Ilustración de la novela The Mighty Orinoco, de Jules Verne
dibujado por George Roux. Dominio público

Alejo Carpentier –quien vivió una larga etapa de su vida en Venezuela– escribió: “La tradición de El Dorado fue situada por Raleigh, con oscura intuición, en este mundo del alto Caroní.” Es el Caroní el afluente mayor del Orinoco, entre ambos dan vida a un valle en el que la naturaleza irradia plenitud, donde la vitalidad se sobrepone a todo.

Escenario legítimo de lo real maravilloso, no fueron pocos los exploradores, antes que Raleigh, que recorrieron ese vasto espacio. Pero a diferencia de muchos, el caballeroso pirata inglés escribió su experiencia, independientemente de las motivaciones más auténticas de su incursión. El descubrimiento del grande, rico y bello Imperio de Guayana, es el título del entretenido librito que fue publicado en Londres en 1596.

Los libros de aventuras han sido bien acogidos en todas las épocas y el de Raleigh lo es; y ni qué decir de las riquezas que aportaron los territorios americanos a Europa durante la época colonial, además de que fueron abundantísimas. Lo cierto es que, desde el título, el autor hace homenaje a esa región de la Guayana que a grandes rasgos enmarca en el gran delta del Orinoco.

Raleigh no se adentró demasiado en sus navegaciones según parece y sólo habría llegado hasta la confluencia del Caroní con el Orinoco. Pero su fantasía y su voluntad participaron plenamente de la alucinación, del éxtasis del oro. No encontró la veta, por supuesto, en todo caso no el metálico que imaginaba. Sí halló, en cambio, la riqueza sin fin de la naturaleza de la Guayana que va anotando cuidadosamente. “Nunca he visto un país más bello ni un paisaje más hermoso”, escribe sin rubor.

Ahora que, en retrospectiva, ni él ni quienes lo precedieron y bautizaron El Dorado se equivocaron, pues efectivamente la Guayana histórica, más o menos la mitad del país, es una zona dotada no sólo de recursos agrícolas y ganaderos, sino efectivamente de oro, diamantes y otros minerales.
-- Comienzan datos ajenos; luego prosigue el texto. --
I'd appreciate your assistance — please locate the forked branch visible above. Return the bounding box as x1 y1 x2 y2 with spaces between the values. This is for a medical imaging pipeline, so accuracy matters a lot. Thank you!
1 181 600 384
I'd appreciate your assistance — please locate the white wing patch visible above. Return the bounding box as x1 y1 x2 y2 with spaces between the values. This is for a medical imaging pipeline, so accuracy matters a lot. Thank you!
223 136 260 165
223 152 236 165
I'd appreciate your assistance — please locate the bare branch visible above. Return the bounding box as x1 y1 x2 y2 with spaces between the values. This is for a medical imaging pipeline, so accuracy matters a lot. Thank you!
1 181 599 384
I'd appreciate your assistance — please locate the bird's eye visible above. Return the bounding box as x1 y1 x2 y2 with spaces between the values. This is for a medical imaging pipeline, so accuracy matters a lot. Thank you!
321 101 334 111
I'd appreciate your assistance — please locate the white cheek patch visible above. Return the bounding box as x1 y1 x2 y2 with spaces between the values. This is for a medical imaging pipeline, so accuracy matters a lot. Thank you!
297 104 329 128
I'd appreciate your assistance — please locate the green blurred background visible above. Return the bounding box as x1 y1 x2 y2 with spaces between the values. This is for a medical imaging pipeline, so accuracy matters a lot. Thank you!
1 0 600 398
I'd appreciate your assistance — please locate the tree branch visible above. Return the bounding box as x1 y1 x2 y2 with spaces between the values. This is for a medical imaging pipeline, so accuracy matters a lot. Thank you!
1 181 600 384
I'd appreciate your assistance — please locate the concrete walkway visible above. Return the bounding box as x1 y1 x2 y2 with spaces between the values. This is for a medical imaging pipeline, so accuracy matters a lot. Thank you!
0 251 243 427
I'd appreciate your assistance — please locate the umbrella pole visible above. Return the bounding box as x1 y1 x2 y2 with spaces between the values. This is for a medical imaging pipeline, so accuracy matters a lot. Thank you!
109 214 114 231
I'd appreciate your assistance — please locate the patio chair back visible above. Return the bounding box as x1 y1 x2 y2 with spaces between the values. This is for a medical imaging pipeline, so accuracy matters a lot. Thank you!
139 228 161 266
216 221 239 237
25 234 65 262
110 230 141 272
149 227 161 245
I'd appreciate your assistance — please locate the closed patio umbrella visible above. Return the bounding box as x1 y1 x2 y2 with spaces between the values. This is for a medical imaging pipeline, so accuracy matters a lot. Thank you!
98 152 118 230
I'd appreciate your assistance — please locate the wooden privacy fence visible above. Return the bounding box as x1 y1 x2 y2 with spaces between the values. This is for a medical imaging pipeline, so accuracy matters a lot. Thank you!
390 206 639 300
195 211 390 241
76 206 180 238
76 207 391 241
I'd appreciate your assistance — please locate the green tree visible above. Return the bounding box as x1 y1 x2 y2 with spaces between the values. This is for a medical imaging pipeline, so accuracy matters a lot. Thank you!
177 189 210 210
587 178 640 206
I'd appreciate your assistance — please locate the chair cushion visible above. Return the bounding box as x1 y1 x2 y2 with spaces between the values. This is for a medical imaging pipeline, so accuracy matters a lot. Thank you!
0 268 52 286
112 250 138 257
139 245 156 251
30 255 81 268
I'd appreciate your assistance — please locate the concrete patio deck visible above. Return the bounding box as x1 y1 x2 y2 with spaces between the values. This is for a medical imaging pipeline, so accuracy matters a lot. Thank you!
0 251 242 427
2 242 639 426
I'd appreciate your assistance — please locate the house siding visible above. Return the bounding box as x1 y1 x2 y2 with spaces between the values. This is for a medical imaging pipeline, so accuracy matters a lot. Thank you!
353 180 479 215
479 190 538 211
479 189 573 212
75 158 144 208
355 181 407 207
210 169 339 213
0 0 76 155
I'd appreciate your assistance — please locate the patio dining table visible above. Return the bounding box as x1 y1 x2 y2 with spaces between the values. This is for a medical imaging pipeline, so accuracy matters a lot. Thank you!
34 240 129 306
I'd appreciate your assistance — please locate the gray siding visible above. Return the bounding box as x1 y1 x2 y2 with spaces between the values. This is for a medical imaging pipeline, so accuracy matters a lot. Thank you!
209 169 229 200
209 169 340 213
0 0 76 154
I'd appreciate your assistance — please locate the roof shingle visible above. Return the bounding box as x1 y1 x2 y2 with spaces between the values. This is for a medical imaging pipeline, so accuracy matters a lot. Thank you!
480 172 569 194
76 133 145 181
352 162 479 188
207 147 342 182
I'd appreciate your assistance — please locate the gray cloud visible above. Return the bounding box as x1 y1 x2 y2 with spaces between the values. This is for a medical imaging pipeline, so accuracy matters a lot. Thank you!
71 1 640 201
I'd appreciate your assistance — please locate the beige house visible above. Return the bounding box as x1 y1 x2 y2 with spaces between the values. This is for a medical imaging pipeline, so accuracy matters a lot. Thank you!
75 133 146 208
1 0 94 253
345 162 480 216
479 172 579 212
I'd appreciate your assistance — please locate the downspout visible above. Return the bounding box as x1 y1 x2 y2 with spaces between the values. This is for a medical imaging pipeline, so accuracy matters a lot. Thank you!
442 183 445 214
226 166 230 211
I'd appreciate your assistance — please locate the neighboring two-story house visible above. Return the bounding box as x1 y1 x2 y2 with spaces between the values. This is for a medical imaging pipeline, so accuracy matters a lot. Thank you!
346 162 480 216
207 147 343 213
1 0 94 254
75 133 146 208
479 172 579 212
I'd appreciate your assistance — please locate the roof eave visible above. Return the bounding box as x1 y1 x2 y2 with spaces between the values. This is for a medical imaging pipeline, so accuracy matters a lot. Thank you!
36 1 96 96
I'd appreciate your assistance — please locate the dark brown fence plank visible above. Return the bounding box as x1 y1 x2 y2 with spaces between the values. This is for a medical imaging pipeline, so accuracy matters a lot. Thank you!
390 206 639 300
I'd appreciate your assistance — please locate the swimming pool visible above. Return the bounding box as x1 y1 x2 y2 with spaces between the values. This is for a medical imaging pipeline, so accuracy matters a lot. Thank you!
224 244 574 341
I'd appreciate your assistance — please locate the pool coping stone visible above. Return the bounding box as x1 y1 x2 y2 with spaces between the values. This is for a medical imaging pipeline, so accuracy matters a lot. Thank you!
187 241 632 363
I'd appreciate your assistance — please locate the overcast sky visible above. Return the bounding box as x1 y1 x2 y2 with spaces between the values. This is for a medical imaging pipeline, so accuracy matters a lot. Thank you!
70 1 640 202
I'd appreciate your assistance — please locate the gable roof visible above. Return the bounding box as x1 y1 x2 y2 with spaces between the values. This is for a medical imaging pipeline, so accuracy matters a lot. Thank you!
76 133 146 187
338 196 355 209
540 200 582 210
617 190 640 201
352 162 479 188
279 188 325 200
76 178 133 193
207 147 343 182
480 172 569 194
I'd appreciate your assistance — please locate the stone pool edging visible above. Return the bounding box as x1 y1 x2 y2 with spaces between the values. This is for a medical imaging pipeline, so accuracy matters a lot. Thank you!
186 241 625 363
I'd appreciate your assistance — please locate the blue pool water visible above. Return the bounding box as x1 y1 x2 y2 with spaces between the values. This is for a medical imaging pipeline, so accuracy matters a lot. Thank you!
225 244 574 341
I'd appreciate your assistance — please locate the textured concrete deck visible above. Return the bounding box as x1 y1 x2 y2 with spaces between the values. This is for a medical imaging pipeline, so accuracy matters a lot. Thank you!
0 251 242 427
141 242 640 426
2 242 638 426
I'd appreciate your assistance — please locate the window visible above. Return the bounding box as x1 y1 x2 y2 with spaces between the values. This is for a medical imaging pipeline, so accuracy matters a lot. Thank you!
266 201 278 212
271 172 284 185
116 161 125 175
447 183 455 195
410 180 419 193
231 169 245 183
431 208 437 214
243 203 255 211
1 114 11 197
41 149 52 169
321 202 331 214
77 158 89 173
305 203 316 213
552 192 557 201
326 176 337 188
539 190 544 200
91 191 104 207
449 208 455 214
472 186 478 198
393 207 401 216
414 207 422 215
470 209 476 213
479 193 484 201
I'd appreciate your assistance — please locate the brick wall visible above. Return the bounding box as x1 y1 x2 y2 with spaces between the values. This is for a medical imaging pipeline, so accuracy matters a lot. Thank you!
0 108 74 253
Hay algunos aspectos y asuntos que la naturaleza no necesita rectificar, como el hecho de que la rabiosa fertilidad del suelo venezolano responda en primer lugar a su pertenencia a la zona ecuatorial, con una temperatura situada entre los veinticinco y los treinta grados centígrados, aunque ésta varía, como suele ocurrir en los países montañosos. Pero estos asuntos no los registra la filosofía de la historia.